而self.transformer是Transformer类的对象,包含一个完整的encode和decode的过程:

def forward(self, src, mask, query_embed, pos_embed):
	# flatten NxCxHxW to HWxNxC
  bs, c, h, w = src.shape
  src = src.flatten(2).permute(2, 0, 1)
  pos_embed = pos_embed.flatten(2).permute(2, 0, 1)
  query_embed = query_embed.unsqueeze(1).repeat(1, bs, 1)
  if mask is not None:
  	mask = mask.flatten(1)

  tgt = torch.zeros_like(query_embed)
  memory = self.encoder(src, src_key_padding_mask=mask, pos=pos_embed)
  hs = self.decoder(
    tgt, memory, memory_key_padding_mask=mask, pos=pos_embed, query_pos=query_embed
  )
  return hs.transpose(1, 2), memory.permute(1, 2, 0).view(bs, c, h, w)

得到hs和memory以后就可以计算概率了:

  if self.mask_classification:
    outputs_class = self.class_embed(hs)
    out = {"pred_logits": outputs_class[-1]}
  else:
    out = {}

这里的self.class_embed就是nn.Linear(hidden_dim, num_classes + 1)。注意这里取outputs_class[-1]作为red_logits是因为这里的hs实际上是前面decoder中一系列layer的输出拼接的结果(为了计算辅助损失,需要用到中间输出),所以pred_logits取的是最后一个layer输出计算得到的结果,对应到论文就是fig2中的N class predictions。

接下来的部分为:

if self.aux_loss:
  # [l, bs, queries, embed]
  mask_embed = self.mask_embed(hs)
  outputs_seg_masks = torch.einsum("lbqc,bchw->lbqhw", mask_embed, mask_features)
  out["pred_masks"] = outputs_seg_masks[-1]
  out["aux_outputs"] = self._set_aux_loss(
    outputs_class if self.mask_classification else None, outputs_seg_masks
  )
else:
  # FIXME h_boxes takes the last one computed, keep this in mind
  # [bs, queries, embed]
  mask_embed = self.mask_embed(hs[-1])
  outputs_seg_masks = torch.einsum("bqc,bchw->bqhw", mask_embed, mask_features)
  out["pred_masks"] = outputs_seg_masks

self.aux_loss为True则计算辅助损失,这里先不去管,只看else这个分支。self.mask_embed是MLP(hidden_dim, hidden_dim, mask_dim, 3),这是为了获得embedding space大小为mask_dim的N个mask embedding,这样就可以与之前算的per-pixel embeddings(也就是代码中的mask_features)计算得到N个mask了。

损失函数

有了out["pred_masks"]和out["pred_logits"]就可以进行损失函数计算了。回到MaskFormer这个类的forward函数,在训练时,计算得到outputs以后进入如下分支:

if self.training:
  # mask classification target
  if "instances" in batched_inputs[0]:
    gt_instances = [x["instances"].to(self.device) for x in batched_inputs]
    targets = self.prepare_targets(gt_instances, images)
  else:
    targets = None

    # bipartite matching-based loss
  losses = self.criterion(outputs, targets)

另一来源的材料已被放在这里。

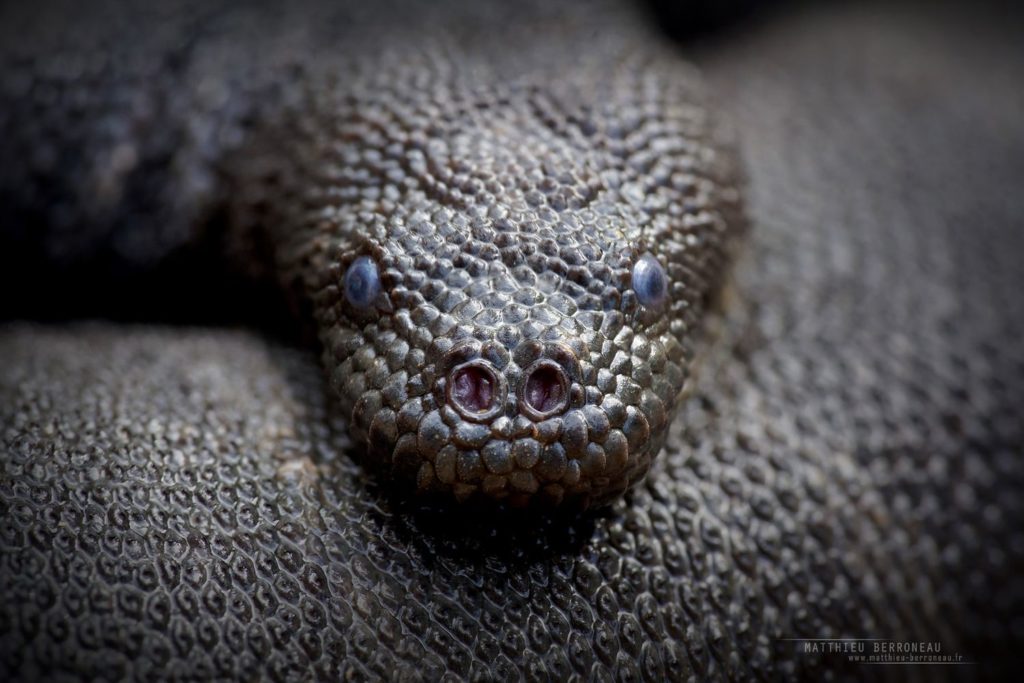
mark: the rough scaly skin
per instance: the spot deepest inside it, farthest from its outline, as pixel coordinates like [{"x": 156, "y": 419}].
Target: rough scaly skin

  for k in list(losses.keys()):
    if k in self.criterion.weight_dict:
      losses[k] *= self.criterion.weight_dict[k]
    else:
      # remove this loss if not specified in `weight_dict`
      losses.pop(k)

  return losses

criterion是通过SetCriterion构建的,其位于/mask_former/modeling/criterion.py。查看其forward函数:

def forward(self, outputs, targets):
  """This performs the loss computation.
        Parameters:
             outputs: dict of tensors, see the output specification of the model for the format
             targets: list of dicts, such that len(targets) == batch_size.
                      The expected keys in each dict depends on the losses applied, see each loss' doc
        """
  outputs_without_aux = {k: v for k, v in outputs.items() if k != "aux_outputs"}

  # Retrieve the matching between the outputs of the last layer and the targets
  indices = self.matcher(outputs_without_aux, targets)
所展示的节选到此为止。